Nos levantamos temprano, desayunamos y nos fuimos a la
playa. Salimos rumbo a Punta Negra. Desde que vimos el mar se notaba que estaba
muy revuelto, así que pasamos Punta Negra, la bahía, y en Punta Colorada
paramos frente a las rocas que miran al oeste. El agua, ahí, se veía
transparente. Nos bajamos, con sombrilla, sillas, etc. Me metí en el agua
–helada- y caminé haica adentro. Estaba lleno de aguavivas, una al lado de otra
flotaban dejándose llevar por la corriente, y los hilos venenosos flotaban y
seguían sus movimientos. Cuando el agua me llegó a la cintura me sumergí, con
un poco de pánico por las gelatinas traicioneras. Pese a todo, fue un baño
espectacular. Ese hielo recorriendo el cuerpo. Al rato llegó una familia que
vemos todos los años. Los padres más viejos, las nenas más grandes. Y el perro.
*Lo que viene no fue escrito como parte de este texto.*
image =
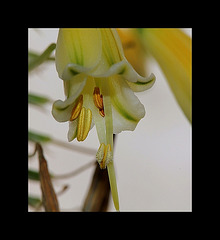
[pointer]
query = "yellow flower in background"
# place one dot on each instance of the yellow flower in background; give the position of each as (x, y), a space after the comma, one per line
(99, 85)
(172, 49)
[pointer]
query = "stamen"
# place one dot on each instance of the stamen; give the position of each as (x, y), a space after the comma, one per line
(101, 112)
(98, 101)
(104, 155)
(77, 108)
(84, 124)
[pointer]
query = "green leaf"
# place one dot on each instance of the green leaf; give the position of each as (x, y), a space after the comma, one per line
(34, 59)
(34, 201)
(37, 100)
(36, 137)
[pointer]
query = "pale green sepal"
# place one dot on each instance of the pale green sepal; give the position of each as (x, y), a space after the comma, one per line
(72, 70)
(142, 86)
(61, 110)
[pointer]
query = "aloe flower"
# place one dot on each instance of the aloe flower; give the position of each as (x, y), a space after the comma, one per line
(172, 49)
(99, 85)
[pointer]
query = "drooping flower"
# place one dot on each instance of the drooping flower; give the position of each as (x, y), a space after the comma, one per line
(99, 85)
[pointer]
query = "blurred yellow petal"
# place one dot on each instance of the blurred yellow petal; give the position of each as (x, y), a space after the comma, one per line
(172, 49)
(133, 50)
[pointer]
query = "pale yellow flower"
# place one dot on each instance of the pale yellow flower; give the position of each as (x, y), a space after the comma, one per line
(99, 85)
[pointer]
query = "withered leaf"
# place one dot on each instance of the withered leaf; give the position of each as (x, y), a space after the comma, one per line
(49, 197)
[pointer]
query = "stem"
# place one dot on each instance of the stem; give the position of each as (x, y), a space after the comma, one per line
(113, 184)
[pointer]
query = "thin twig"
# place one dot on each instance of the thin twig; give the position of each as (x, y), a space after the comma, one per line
(85, 150)
(75, 172)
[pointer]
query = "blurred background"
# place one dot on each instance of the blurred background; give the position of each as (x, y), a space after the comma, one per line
(152, 163)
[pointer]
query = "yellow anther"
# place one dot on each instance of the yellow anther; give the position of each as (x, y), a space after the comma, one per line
(101, 112)
(104, 155)
(84, 124)
(98, 101)
(77, 108)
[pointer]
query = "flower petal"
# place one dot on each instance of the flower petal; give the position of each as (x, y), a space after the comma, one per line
(127, 109)
(72, 133)
(142, 86)
(61, 110)
(78, 46)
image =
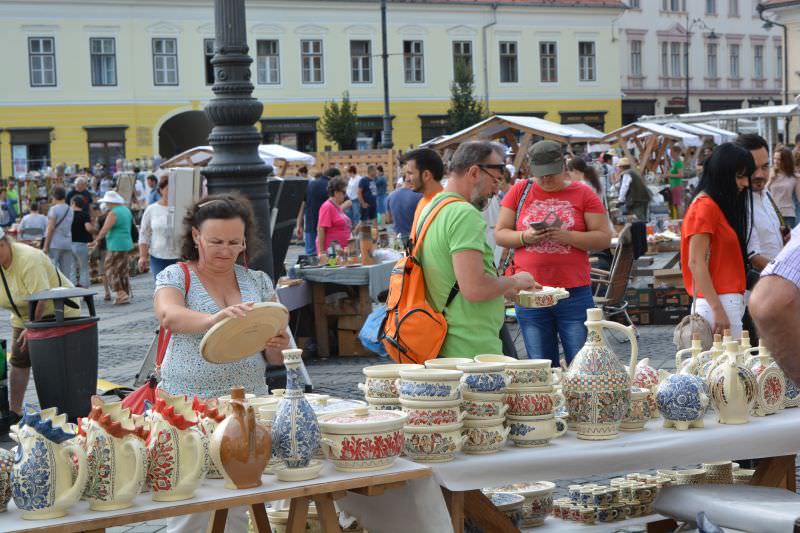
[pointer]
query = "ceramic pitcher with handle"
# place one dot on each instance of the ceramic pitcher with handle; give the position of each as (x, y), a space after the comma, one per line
(42, 483)
(596, 386)
(114, 456)
(175, 451)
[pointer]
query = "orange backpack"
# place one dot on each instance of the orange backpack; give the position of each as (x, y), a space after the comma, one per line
(413, 331)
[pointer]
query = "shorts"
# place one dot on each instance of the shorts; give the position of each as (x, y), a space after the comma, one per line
(19, 358)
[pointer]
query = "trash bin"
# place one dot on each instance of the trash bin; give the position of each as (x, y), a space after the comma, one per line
(64, 352)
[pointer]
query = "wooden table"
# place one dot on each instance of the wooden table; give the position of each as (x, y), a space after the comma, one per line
(213, 497)
(771, 438)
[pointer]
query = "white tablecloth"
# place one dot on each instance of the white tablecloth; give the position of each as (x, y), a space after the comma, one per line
(655, 447)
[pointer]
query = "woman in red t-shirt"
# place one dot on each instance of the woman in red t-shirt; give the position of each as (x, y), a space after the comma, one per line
(714, 237)
(556, 256)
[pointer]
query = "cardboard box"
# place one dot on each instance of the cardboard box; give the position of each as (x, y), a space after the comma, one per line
(349, 344)
(670, 315)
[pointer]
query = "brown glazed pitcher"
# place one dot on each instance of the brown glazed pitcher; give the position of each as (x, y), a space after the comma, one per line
(240, 448)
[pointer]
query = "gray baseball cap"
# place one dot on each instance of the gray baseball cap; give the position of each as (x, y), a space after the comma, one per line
(546, 158)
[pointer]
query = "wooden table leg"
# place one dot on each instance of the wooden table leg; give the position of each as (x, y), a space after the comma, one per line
(776, 472)
(298, 515)
(260, 518)
(455, 505)
(216, 524)
(320, 319)
(328, 518)
(483, 514)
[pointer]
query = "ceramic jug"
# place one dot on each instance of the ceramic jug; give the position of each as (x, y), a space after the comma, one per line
(114, 457)
(295, 432)
(209, 415)
(733, 387)
(240, 447)
(175, 451)
(771, 383)
(42, 483)
(596, 386)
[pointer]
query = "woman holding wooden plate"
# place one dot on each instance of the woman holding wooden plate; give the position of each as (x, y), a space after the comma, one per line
(229, 299)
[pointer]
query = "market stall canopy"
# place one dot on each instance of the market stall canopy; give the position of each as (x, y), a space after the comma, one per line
(201, 156)
(508, 126)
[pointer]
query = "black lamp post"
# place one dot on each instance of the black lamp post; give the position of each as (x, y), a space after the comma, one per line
(236, 165)
(386, 134)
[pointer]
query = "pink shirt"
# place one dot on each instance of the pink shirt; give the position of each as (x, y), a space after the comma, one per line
(336, 224)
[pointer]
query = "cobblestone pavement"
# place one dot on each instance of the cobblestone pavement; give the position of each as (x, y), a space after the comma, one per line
(125, 333)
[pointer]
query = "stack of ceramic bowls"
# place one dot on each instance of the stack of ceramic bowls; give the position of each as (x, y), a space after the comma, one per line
(380, 387)
(431, 399)
(719, 472)
(483, 386)
(532, 401)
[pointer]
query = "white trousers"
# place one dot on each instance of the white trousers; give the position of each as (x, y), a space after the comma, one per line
(734, 308)
(238, 520)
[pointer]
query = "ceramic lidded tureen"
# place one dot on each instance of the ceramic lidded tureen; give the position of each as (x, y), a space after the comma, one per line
(361, 440)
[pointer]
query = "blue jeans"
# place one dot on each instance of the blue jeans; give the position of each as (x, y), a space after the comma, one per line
(157, 265)
(62, 259)
(542, 328)
(311, 242)
(81, 252)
Un Labrador. Se metió en el agua y empezó a mordisquear las aguavivas, las
mordía y salía rascándose entre quejidos, se revolcaba en la arena, y volvía a
entrar, volvía a morderlas, a llorar, y así pasó un buen, buen rato. El agua
quedó revuelta, como si nunca hubiera estado clara. Al rato me bañé otra vez,
en un agua no tan fría pero revuelta y volvimos a la chacra.
Elsita nos convidó con tortas fritas, mmmmm… Nos
fuimos a dormir temprano, y sin cenar.